Industry-Sponsored Poll Findings Demonstrate The Importance Of Question Wording

Last week, the National Association of Manufacturers (NAM) released partial results of a poll they commissioned to gauge public opinion about the Environmental Protection Agency’s proposed new ozone standards. The headline of their press release, “More Americans Concerned with Economic Harm of Increasing Federal Regulations Than Environmental Benefit,” certainly caught my attention. This claim runs counter to most other national surveys we have seen recently, which demonstrate strong bipartisan support for environmental and public health protections including the Clean Power Plan’s carbon pollution limits and stronger national ozone standards.

 

As always, I turned to the data itself for a clearer understanding of the poll’s findings. Unfortunately, NAM declined to release the full results of this poll, which was conducted by FTI Consulting. Without full transparency in survey methods and sampling demographic results, it is impossible to fully vet the quality of this poll and its findings.

 

For example, we cannot take a look at question ordering. As the Association of Public Opinion Research states on their website, "In some surveys, the order of the questions may be designed to ‘lead’ the respondent to a kind of conclusion that produces a predictable response." We have seen some industry polls use strange question ordering to prime respondents to answer later questions in a certain way. Moreover, we cannot look at the demographics of the final survey sample. Did it closely match the demographic profile of the national electorate? We would assume so, but it is impossible to check without full survey results.

 

Transparency issues aside, the one-page polling memo released by NAM did include a handful of the survey questions and response options. The headline finding that Americans are more concerned about the “economic harm of increasing federal regulations” than on “the environmental benefit” appears to be based on the following question:

 

What do you see as the bigger problem for your local area?

  • Less economic growth and job opportunities caused by regulations (66%)

  • Lower air quality caused by pollution (23%)

 

This is an odd poll question, and the stark results demonstrate that question wording and answer choices can have a significant effect on survey results.
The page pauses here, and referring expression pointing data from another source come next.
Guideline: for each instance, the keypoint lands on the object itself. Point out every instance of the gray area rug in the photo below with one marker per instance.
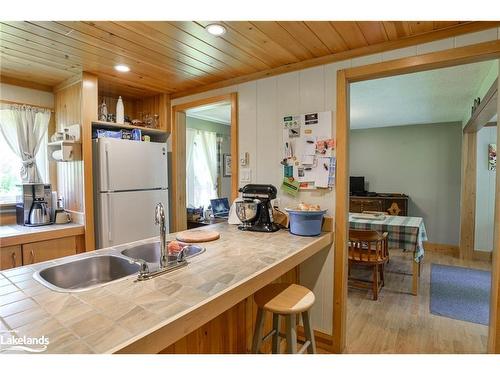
(460, 293)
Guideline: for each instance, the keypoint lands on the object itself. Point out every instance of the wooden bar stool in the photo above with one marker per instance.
(287, 300)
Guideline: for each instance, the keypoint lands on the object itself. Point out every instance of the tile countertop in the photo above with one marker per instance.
(13, 234)
(147, 316)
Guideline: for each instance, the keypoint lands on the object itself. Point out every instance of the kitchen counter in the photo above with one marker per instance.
(145, 317)
(14, 234)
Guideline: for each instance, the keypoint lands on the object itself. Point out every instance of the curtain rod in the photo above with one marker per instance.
(28, 104)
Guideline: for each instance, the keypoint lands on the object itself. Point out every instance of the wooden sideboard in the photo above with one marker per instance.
(393, 204)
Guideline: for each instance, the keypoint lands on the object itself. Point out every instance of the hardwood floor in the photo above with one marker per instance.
(402, 323)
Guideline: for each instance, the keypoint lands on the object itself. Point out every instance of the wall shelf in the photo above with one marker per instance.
(69, 150)
(158, 135)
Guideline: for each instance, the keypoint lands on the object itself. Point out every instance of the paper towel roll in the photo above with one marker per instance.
(57, 155)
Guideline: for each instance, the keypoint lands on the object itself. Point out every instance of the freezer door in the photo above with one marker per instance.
(130, 165)
(128, 216)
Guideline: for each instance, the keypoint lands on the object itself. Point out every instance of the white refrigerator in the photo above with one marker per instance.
(130, 178)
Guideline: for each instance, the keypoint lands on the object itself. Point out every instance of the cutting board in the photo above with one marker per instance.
(198, 235)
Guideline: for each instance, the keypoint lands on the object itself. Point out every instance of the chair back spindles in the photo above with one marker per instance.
(369, 248)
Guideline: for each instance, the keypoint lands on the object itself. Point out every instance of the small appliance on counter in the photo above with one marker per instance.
(255, 210)
(34, 205)
(61, 216)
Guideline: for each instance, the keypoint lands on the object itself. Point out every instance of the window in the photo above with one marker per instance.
(10, 167)
(201, 167)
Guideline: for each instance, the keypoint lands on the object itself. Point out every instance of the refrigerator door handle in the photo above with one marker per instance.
(106, 151)
(108, 215)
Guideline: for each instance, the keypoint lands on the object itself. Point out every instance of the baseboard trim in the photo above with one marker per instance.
(453, 250)
(484, 256)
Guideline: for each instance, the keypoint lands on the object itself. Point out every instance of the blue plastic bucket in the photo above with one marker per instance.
(305, 223)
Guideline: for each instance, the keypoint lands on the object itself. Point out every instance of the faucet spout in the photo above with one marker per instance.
(160, 220)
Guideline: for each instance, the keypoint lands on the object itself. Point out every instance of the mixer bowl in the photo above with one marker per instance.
(246, 210)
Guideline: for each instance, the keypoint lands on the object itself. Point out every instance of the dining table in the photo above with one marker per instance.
(404, 232)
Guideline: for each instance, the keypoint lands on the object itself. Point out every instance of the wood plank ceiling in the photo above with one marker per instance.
(175, 57)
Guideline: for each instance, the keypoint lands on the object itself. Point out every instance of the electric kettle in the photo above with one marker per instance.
(39, 214)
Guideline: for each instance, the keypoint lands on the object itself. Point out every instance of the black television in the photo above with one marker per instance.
(356, 185)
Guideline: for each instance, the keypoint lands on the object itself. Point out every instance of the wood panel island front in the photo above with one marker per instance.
(205, 307)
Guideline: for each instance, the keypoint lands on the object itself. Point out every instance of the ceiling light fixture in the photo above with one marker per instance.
(215, 29)
(122, 68)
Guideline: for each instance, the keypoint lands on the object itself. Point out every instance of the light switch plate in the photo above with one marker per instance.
(245, 175)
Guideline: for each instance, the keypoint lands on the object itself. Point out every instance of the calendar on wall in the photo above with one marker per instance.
(308, 152)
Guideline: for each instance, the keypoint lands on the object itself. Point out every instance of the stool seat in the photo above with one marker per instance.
(284, 298)
(288, 300)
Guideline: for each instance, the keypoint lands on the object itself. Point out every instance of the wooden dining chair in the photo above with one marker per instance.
(368, 248)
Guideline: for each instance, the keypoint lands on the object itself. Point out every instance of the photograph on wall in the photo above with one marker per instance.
(492, 157)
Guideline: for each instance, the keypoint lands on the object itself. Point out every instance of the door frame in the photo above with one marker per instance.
(435, 60)
(178, 185)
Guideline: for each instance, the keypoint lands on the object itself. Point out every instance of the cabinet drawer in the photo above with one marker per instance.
(10, 257)
(46, 250)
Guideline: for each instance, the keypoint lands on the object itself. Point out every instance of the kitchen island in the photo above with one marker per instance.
(150, 316)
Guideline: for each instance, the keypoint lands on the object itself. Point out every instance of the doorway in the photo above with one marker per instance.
(406, 136)
(208, 164)
(457, 56)
(204, 141)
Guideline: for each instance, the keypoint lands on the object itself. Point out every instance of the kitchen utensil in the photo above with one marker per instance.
(197, 235)
(39, 214)
(34, 205)
(305, 223)
(256, 211)
(246, 211)
(62, 217)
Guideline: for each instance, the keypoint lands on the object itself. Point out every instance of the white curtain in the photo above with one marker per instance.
(24, 129)
(201, 167)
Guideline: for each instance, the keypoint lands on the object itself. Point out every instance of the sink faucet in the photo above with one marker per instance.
(160, 220)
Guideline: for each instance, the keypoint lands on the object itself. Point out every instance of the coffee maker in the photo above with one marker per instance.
(34, 205)
(255, 211)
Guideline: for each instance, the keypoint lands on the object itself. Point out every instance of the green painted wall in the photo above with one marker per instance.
(422, 161)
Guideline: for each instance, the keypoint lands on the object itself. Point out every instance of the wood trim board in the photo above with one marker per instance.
(494, 331)
(89, 114)
(358, 52)
(485, 111)
(468, 195)
(23, 83)
(435, 60)
(154, 342)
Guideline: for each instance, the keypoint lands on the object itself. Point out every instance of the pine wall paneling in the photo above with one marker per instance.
(293, 95)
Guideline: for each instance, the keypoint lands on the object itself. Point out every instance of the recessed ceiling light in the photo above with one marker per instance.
(122, 68)
(215, 29)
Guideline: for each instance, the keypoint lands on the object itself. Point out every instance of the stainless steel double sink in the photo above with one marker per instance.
(97, 270)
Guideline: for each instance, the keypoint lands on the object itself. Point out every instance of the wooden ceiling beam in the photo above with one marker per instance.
(22, 83)
(368, 50)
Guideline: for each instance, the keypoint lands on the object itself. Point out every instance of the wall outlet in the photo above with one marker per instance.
(244, 159)
(245, 175)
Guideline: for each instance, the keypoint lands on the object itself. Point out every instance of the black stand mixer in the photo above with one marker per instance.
(255, 211)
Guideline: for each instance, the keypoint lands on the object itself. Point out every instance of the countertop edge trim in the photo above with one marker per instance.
(24, 238)
(165, 334)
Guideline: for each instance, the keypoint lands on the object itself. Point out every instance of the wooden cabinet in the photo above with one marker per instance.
(10, 257)
(392, 204)
(41, 251)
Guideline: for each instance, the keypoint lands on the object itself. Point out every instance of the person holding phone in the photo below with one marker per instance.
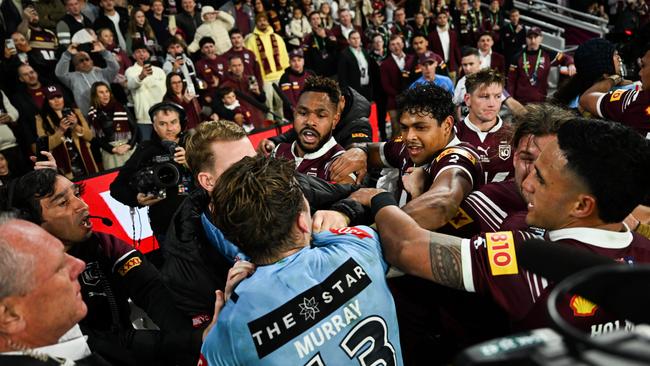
(68, 135)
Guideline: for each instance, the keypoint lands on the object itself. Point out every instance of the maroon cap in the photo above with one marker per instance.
(534, 31)
(53, 91)
(430, 56)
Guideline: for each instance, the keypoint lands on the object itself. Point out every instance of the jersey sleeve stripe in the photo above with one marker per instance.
(466, 265)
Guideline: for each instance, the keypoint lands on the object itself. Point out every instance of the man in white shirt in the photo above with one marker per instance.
(40, 301)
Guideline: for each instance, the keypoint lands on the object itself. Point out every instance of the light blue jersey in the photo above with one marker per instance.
(327, 304)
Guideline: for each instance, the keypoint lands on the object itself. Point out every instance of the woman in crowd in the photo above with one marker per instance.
(68, 135)
(114, 126)
(177, 92)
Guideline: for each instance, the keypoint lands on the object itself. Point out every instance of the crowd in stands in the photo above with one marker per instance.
(167, 92)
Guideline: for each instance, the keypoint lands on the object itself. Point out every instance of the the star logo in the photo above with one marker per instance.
(309, 308)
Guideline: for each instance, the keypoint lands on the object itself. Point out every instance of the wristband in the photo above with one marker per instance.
(380, 201)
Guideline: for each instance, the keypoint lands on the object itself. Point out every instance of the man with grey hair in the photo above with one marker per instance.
(40, 299)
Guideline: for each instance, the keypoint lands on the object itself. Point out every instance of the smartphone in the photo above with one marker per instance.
(9, 43)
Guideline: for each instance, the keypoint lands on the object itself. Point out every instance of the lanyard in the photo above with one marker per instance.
(539, 57)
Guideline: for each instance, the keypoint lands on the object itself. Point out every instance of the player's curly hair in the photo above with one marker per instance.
(255, 204)
(427, 99)
(484, 77)
(321, 84)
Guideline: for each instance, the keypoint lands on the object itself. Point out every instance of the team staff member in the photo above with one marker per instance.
(114, 272)
(168, 123)
(528, 75)
(584, 183)
(301, 290)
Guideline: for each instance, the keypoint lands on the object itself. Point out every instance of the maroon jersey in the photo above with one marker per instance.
(456, 154)
(629, 107)
(493, 147)
(489, 209)
(316, 164)
(490, 266)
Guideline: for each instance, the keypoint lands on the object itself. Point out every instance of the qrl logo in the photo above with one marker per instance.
(501, 253)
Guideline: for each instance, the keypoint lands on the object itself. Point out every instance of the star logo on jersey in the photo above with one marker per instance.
(309, 308)
(582, 307)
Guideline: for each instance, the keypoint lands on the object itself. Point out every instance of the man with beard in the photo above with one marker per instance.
(315, 117)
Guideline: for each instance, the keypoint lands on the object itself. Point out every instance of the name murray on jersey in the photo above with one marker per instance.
(275, 329)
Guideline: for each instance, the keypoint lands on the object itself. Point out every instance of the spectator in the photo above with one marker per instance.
(429, 62)
(490, 58)
(293, 80)
(72, 22)
(237, 79)
(85, 74)
(354, 67)
(115, 18)
(271, 54)
(39, 36)
(68, 135)
(513, 37)
(395, 77)
(118, 272)
(177, 93)
(315, 117)
(177, 61)
(168, 140)
(42, 303)
(274, 190)
(147, 85)
(297, 28)
(528, 75)
(139, 30)
(189, 19)
(483, 128)
(216, 24)
(115, 127)
(444, 42)
(320, 48)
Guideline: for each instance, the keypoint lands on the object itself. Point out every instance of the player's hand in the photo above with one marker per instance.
(147, 199)
(179, 155)
(353, 161)
(50, 163)
(265, 147)
(415, 181)
(326, 219)
(365, 195)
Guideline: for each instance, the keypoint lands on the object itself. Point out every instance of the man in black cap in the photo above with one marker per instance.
(528, 75)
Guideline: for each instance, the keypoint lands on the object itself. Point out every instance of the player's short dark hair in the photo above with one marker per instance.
(612, 160)
(427, 99)
(540, 120)
(484, 77)
(256, 203)
(470, 51)
(321, 84)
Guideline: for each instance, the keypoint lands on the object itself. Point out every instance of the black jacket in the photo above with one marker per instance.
(354, 126)
(123, 190)
(114, 273)
(193, 267)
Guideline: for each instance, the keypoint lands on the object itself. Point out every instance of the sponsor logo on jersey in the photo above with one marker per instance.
(461, 219)
(334, 296)
(129, 265)
(351, 230)
(501, 253)
(582, 307)
(616, 95)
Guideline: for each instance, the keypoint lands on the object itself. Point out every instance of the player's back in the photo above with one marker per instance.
(325, 305)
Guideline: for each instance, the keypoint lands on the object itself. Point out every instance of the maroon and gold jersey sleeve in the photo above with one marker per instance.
(459, 157)
(489, 266)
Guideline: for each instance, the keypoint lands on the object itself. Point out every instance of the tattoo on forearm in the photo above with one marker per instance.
(445, 263)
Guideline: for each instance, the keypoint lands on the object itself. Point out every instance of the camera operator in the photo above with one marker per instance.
(156, 174)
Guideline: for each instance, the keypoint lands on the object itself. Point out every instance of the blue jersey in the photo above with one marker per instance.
(327, 304)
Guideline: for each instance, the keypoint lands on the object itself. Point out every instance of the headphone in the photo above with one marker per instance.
(168, 105)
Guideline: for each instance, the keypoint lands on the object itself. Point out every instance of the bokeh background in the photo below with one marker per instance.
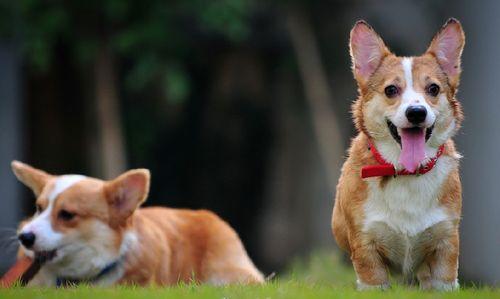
(238, 106)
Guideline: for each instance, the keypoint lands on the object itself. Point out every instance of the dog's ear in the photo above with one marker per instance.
(126, 193)
(367, 51)
(447, 46)
(33, 178)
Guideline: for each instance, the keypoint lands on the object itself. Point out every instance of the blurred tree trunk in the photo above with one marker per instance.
(317, 93)
(111, 151)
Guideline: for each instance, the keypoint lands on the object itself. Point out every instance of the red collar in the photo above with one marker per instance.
(386, 169)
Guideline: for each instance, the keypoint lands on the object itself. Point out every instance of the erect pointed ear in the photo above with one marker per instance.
(33, 178)
(126, 193)
(367, 51)
(447, 46)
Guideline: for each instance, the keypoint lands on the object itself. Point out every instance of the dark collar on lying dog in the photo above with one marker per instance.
(385, 168)
(108, 269)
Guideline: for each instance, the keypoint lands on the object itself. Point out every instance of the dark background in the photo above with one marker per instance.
(238, 106)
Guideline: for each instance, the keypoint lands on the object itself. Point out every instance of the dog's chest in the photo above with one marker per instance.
(397, 213)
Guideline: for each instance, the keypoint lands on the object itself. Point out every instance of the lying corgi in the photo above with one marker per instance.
(398, 199)
(93, 231)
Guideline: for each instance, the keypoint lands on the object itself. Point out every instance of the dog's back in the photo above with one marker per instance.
(179, 245)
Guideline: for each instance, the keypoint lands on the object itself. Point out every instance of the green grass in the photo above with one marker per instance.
(321, 276)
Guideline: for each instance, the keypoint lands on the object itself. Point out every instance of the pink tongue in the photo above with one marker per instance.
(413, 148)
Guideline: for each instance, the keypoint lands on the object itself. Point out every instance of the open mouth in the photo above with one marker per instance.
(394, 131)
(45, 256)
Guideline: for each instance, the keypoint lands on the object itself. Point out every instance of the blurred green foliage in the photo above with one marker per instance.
(154, 36)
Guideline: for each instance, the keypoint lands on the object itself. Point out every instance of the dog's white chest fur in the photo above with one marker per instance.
(403, 208)
(408, 204)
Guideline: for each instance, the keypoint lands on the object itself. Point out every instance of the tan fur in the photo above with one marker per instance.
(374, 250)
(170, 245)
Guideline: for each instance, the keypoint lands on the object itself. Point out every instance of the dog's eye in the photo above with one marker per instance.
(433, 89)
(391, 91)
(65, 215)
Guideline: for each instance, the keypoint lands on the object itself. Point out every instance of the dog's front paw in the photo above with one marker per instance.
(361, 286)
(440, 285)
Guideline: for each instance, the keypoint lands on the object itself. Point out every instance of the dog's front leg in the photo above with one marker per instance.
(369, 267)
(440, 269)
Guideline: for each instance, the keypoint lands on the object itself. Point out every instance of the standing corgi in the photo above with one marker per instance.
(398, 199)
(93, 231)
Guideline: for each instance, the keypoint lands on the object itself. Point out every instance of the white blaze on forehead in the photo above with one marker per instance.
(407, 68)
(41, 225)
(411, 97)
(62, 183)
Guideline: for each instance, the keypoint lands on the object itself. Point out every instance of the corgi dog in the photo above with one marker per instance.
(93, 231)
(398, 200)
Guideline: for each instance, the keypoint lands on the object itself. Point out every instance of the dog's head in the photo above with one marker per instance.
(81, 223)
(407, 105)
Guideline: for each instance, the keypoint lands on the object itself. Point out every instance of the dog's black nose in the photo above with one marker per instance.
(416, 114)
(27, 239)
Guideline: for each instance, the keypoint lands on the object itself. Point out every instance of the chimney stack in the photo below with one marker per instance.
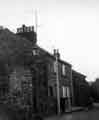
(28, 33)
(56, 53)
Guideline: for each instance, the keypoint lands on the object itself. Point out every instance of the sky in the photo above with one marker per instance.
(72, 26)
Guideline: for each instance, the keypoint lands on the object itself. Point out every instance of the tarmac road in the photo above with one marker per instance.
(83, 115)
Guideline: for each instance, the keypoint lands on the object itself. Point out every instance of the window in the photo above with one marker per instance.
(50, 91)
(65, 91)
(63, 69)
(54, 67)
(35, 52)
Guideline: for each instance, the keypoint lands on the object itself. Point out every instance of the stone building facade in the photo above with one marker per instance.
(31, 78)
(81, 89)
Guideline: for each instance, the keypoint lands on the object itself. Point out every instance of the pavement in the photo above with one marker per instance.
(57, 117)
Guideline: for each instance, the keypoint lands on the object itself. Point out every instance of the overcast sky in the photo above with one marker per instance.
(72, 26)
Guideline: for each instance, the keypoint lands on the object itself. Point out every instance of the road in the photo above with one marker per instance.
(84, 115)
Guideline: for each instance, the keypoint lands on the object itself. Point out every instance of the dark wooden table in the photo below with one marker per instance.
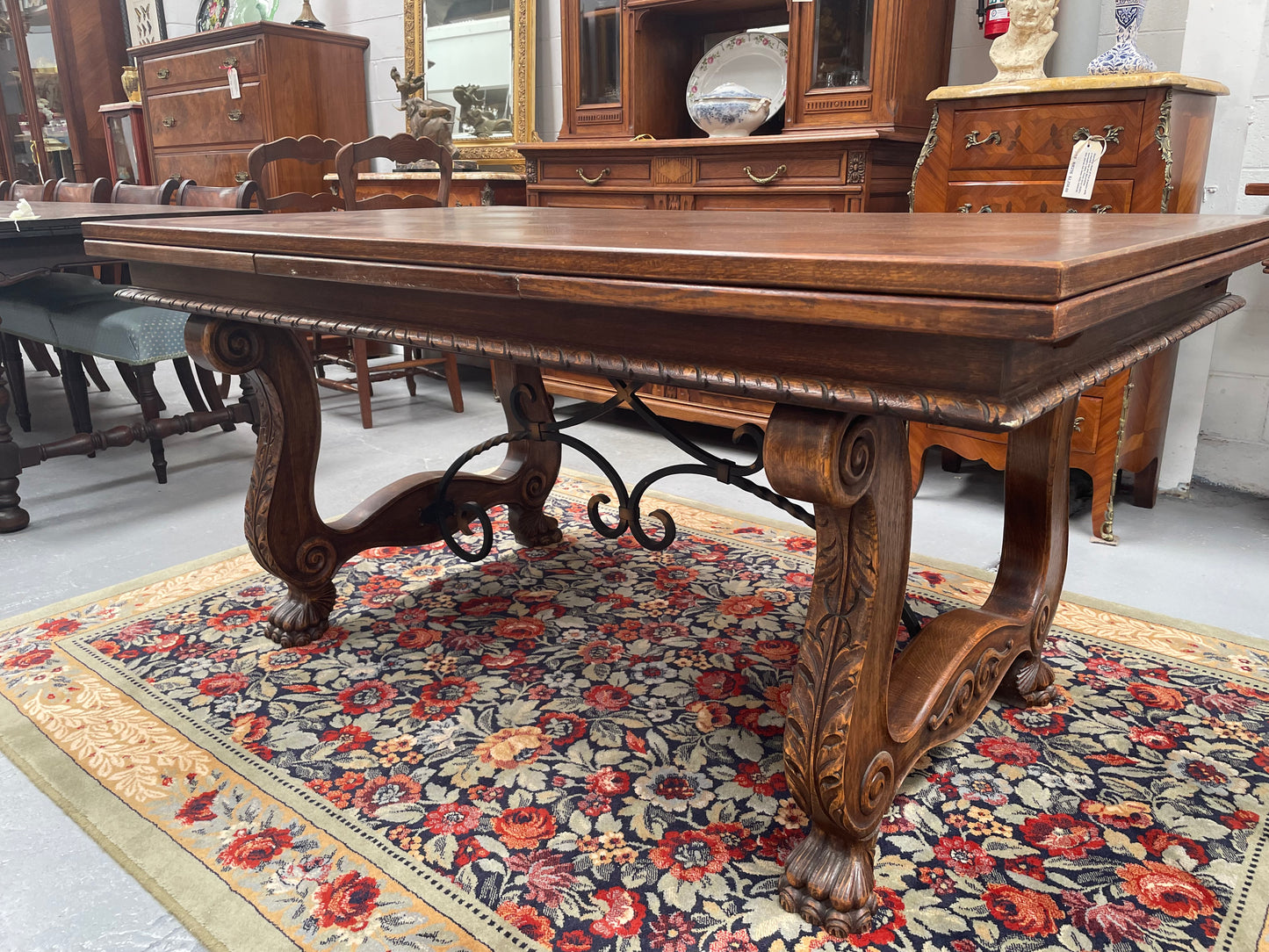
(34, 247)
(852, 325)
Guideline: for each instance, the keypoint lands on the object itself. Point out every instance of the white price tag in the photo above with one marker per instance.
(1083, 171)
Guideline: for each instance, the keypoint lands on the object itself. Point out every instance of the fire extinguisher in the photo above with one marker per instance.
(992, 18)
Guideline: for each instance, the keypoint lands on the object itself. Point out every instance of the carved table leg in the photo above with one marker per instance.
(283, 527)
(13, 516)
(858, 718)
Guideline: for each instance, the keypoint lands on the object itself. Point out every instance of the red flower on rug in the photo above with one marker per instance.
(251, 849)
(222, 684)
(1023, 911)
(690, 855)
(198, 809)
(670, 934)
(1118, 922)
(1063, 835)
(455, 819)
(348, 903)
(443, 697)
(624, 912)
(28, 659)
(367, 697)
(887, 918)
(524, 826)
(1157, 696)
(963, 857)
(1008, 750)
(1168, 889)
(527, 920)
(386, 791)
(608, 783)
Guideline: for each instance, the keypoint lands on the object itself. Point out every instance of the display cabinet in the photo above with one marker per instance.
(59, 62)
(847, 139)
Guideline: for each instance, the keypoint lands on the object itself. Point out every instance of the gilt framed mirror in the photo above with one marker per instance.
(478, 57)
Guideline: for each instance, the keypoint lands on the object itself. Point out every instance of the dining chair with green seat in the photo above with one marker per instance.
(401, 148)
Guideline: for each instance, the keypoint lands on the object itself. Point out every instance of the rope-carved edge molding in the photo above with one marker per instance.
(930, 407)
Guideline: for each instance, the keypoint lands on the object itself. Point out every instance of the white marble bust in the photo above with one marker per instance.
(1020, 54)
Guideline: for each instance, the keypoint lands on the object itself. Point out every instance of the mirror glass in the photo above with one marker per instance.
(467, 45)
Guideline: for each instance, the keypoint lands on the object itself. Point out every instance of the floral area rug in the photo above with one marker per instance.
(579, 749)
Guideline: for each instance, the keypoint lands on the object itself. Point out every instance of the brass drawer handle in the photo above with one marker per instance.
(595, 180)
(1111, 133)
(764, 179)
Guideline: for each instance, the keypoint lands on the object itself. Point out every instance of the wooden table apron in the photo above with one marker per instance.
(1001, 330)
(34, 247)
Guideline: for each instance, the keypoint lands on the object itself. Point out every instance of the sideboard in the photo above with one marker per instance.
(1006, 148)
(293, 82)
(846, 140)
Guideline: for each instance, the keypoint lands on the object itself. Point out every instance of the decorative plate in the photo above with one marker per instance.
(213, 14)
(756, 61)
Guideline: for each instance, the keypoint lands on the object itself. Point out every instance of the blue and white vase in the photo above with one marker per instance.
(1124, 56)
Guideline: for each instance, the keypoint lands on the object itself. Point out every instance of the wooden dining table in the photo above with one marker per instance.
(34, 247)
(852, 325)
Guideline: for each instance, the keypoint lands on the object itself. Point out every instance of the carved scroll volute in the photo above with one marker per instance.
(283, 528)
(853, 469)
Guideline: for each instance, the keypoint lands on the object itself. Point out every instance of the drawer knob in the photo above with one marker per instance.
(972, 139)
(764, 179)
(1111, 133)
(603, 174)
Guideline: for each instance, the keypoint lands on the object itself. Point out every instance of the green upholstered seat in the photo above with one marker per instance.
(76, 313)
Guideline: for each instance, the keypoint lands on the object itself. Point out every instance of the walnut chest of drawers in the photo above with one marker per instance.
(1006, 148)
(294, 82)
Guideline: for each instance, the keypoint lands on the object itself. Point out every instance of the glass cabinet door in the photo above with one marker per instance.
(19, 145)
(50, 117)
(601, 59)
(843, 43)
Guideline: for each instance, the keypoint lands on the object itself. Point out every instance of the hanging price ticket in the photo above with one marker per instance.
(1083, 171)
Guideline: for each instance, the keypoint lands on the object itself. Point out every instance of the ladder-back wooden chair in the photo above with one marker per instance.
(401, 148)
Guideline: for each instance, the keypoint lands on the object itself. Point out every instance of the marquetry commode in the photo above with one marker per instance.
(1006, 148)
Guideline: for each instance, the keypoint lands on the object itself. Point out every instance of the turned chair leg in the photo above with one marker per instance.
(214, 399)
(411, 353)
(11, 352)
(185, 375)
(456, 385)
(94, 373)
(361, 361)
(150, 410)
(76, 391)
(40, 358)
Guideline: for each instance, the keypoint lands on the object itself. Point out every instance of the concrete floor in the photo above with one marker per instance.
(105, 521)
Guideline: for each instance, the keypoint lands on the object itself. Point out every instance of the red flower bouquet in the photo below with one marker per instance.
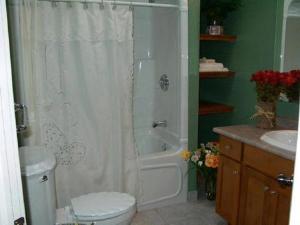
(269, 86)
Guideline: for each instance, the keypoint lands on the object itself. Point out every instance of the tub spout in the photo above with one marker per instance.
(161, 123)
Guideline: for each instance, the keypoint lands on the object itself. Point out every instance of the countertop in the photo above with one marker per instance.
(251, 135)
This question is confusing at best; is it asking someone whether the economy or low air quality is a bigger problem in their area? Or, is it asking whether people think potential economic harm from “regulations” outweighs positive impacts on air quality? NAM’s interpretation of the survey results seems to indicate the latter. But if I heard this question in a phone survey, I’d probably interpret it the first way.

 

It is no secret that Americans are anxious about the health of the U.S. economy; in national polls, jobs and the economy top nearly every list of national priorities.

 

Pollsters have long understood that Americans are more likely to be opposed to “regulations” in the abstract than they are to be opposed to specific environmental and public health protections. One of the clearest examples of this tendency comes from a survey released by Pew Research Center in 2012. While the data is now a few years old, it offers a unique glimpse into the complex world of environmental public opinion.

 

According to the survey, 52 percent of American adults believed that, in general, “government regulation of business usually does more harm than good.” Just four-in-ten (40 percent) said that government regulation is “necessary to protect the public interest.” But at the same time, the survey found little public appetite for reducing federal regulations in specific areas, including environmental protection. Half of those surveyed (50 percent) said that federal regulations in the area of “environmental protection” should be strengthened, while 29 percent thought they should be kept the same as they are now. Just 17 percent said that they should be reduced.

 

While many Americans are wary of regulations in the abstract, the public tends to support specific environmental protections. And NAM’s survey question asks about generic regulation, but they interpreted the results as if it had tested support for a specific environmental rule (a stronger national ozone standard).

 

Dozens of national surveys have recently demonstrated strong public support for environmental and public health protections, including the Clean Power Plan’s carbon pollution limits and stronger national ozone standards. According to a 2014 Washington Post/ABC News poll, 70 percent of U.S. adults say the federal government should limit "greenhouse gases from existing power plants in an effort to reduce global warming.” Moreover, 60 percent think the federal government should limit the release of greenhouse gases even if it "significantly lowered greenhouse gases but raised your monthly energy expenses by 20 dollars a month."

 

When it comes to ozone standards, nearly seven-in-ten voters (68 percent) support the EPA setting "stricter limits on the amount of smog that power plants, oil refineries and other industrial facilities can release,” according to a November 2014 survey conducted by Greenberg Quinlan Rosner Research on behalf of the American Lung Association. And Americans do not see environmental protection and economic growth as mutually exclusive. Three-in-five Americans (69 percent) believe that, in the long-run, protecting the environment will "improve economic growth and provide new jobs," according to recent polling from the Yale School of Forestry & Environmental Studies and the Associated Press-NORC Center for Public Affairs Research.

 

In short, this one industry-sponsored survey -- the full results of which have not been publicly released -- does not disprove what dozens of other polls have found: the American public is largely supportive of environmental protections that protect the public and the environment from dangerous corporate air and water pollution.